The Australia-New Zealand Closer Economic Relations Trade Agreement (ANZCERTA) was signed on 28 March 1983 and has become the cornerstone of the trade and economic relationship. It has been recognised in the WTO as among the world's most comprehensive, effective and multilaterally compatible free trade agreement, covering substantially all trans-Tasman trade in goods, including agricultural products, and services. The objectives of ANZCERTA are to:
- strengthen the broader relationship between Australia and New Zealand;
- develop closer economic relations between the Member States through a mutually beneficial expansion of free trade between New Zealand and Australia;
- eliminate barriers to trade between Australia and New Zealand in a gradual and progressive manner under an agreed timetable and with a minimum of disruption
- develop trade between New Zealand and Australia under conditions of fair competition.
Since 1 July 1990, all goods meeting ANZCERTA Rules of Origin criteria can be traded across the Tasman free of duty and quantitative import restrictions.
The Trade in Services Protocol brought services into ANZCERTA from January 1989 allowing most services to be traded free of restriction across the Tasman, too.
ANZCERTA has underpinned a strong growth in trade across the Tasman with annual growth in two-way trade averaging 8.4% over the life of the agreement. Total two-way trade totalled around $21.5 billion in 2007) making New Zealand Australia's seventh largest trading partner and the fifth largest for merchandise trade.
Over the 25 years of CER, the composition of trade between Australia and New Zealand has changed dramatically, reflecting changes in technology, competitiveness, domestic industry structure, trade liberalisation and consumer demand. New Zealand is the principal export market for Australia's manufactured products; equivalent to around 13 per cent of Australia's total exports of manufactured products.

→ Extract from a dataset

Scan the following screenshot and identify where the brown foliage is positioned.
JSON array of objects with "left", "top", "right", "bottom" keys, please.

ANZCERTA forms the foundation of a broader economic and trade relationship with New Zealand. It is supplemented by more than 80 government-to-government bilateral treaties, protocols and other arrangements - covering trade and the movement of people, aviation, business law coordination, mutual recognition of goods and professions, taxation, health care, social security, food standards and government procurement.
With most of the trade goals now met, the CER work program focuses on "third generation" trade facilitation issues aimed at fostering closer economic integration through regulatory harmonisation and the creation of a more favourable climate for trans-Tasman business collaboration. Australian and New Zealand Governments now are taking a strategic approach to shaping and guiding a Single Economic Market (SEM) to enable business, consumers and investors to conduct operations across the Tasman in a seamless regulatory environment.

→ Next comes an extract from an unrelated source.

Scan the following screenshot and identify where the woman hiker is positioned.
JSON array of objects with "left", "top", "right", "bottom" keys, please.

The key focus is on reducing transaction costs, lessening compliance costs and uncertainty, and increasing competition. Significant progress in most areas of business and financial harmonisation has been made. The work is technically complex, conducted in a continually evolving international financial and business environment both to ensure each country's economy is harmonised both to facilitate business transactions across the Tasman and to maximise each country's international competitiveness. Progress on the SEM agenda means that the cost of doing business across the Tasman will continue to fall.